At the same time, Meta warned that growing legal and regulatory challenges in both the United States and the European Union could significantly affect its financial performance. The company continues to face scrutiny over concerns related to youth safety on its platforms.
Legal Challenges And Youth Backlash Intensify
Meta acknowledged increasing pressure from regulators and legal bodies, particularly regarding its impact on younger users. The company noted that upcoming trials in the United States could lead to material financial losses.
Additionally, several governments are introducing restrictions on teenage access to social media platforms. Alongside these measures, Meta is confronting thousands of lawsuits from individuals and institutions. These cases allege that its platforms were intentionally designed to be addictive and harmful to children.
Among the most significant legal proceedings are a major trial in New Mexico and a closely watched case in California. These cases are expected to influence nearly 2,000 similar lawsuits filed by school districts across the United States.
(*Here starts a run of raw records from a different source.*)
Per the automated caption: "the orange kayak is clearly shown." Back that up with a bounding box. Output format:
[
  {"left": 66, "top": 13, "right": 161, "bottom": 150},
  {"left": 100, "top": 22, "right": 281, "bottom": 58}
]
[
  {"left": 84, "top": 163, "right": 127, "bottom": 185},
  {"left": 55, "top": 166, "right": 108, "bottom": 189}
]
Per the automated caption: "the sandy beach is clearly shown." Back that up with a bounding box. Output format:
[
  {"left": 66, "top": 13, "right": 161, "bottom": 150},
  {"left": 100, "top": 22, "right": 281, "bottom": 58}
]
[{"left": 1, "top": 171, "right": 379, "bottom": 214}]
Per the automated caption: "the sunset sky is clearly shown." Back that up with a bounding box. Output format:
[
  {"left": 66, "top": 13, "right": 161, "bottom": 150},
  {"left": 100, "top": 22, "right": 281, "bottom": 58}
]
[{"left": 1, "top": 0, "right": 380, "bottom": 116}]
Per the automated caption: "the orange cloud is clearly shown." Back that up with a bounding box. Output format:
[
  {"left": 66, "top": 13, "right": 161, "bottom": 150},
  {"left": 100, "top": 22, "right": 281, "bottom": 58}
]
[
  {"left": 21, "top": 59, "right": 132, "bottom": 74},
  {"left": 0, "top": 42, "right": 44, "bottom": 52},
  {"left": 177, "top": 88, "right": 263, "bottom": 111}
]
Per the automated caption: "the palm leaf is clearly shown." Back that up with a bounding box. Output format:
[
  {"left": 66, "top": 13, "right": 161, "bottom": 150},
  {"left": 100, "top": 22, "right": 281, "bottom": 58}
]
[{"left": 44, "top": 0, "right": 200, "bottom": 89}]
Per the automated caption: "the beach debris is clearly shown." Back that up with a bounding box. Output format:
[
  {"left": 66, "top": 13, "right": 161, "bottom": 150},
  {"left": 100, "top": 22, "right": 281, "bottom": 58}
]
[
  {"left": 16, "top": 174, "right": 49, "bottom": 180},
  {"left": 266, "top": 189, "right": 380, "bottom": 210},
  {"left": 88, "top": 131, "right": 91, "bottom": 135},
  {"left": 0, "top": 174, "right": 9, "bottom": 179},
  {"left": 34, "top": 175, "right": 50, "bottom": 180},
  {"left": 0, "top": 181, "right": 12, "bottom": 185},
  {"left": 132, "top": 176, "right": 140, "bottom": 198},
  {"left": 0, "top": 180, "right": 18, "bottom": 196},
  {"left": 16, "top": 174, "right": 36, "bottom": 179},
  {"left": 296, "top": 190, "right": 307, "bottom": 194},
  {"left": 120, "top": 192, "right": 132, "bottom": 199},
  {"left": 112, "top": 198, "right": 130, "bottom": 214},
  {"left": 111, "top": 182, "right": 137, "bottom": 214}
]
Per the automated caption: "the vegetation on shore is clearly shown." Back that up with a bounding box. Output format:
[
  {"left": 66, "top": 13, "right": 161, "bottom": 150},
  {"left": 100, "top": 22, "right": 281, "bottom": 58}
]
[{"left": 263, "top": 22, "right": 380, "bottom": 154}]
User Growth Slows Despite Global Reach
Meta also reported a notable shift in user metrics. For the first time, the company recorded a quarterly decline in its Daily Active People measure, which tracks usage across its platforms.
The company attributed this decline to external disruptions, including internet outages in Iran and restrictions affecting WhatsApp access in Russia. Nevertheless, on a yearly basis, Daily Active People increased by 4 percent, reaching 3.56 billion in the first quarter.
Despite steady growth, the user decline raised concerns among investors, especially as competing technology firms continue to report stronger performance.
Workforce Restructuring And AI Integration
Meta is undergoing significant organisational changes as it integrates artificial intelligence more deeply into its operations. The company is planning additional layoffs in the second half of the year, following earlier workforce reductions.
Moreover, Meta is introducing new internal tools designed to monitor employee activity. These tools will collect data such as mouse movements and keystrokes to help train AI systems capable of performing workplace tasks autonomously.
Company leadership indicated that the evolving capabilities of artificial intelligence are reshaping how teams are structured. Smaller, highly skilled teams are increasingly able to deliver outputs that previously required much larger groups.
Financial Performance And Outlook
Meta reported first-quarter revenue of $56.31 billion, exceeding analyst expectations. It projected second-quarter revenue between $58 billion and $61 billion, broadly aligning with forecasts.
Despite these results, investors remained cautious. Concerns centred on rising capital expenditure without a corresponding reduction in operating costs. While Meta maintained its overall expense forecast for 2026, the increased investment in AI infrastructure has raised questions about future profitability.
The company’s workforce stood at 77,986 employees at the end of March, showing a slight increase from the previous year but a decline from the end of December. This reflects ongoing adjustments as Meta seeks to balance efficiency with innovation.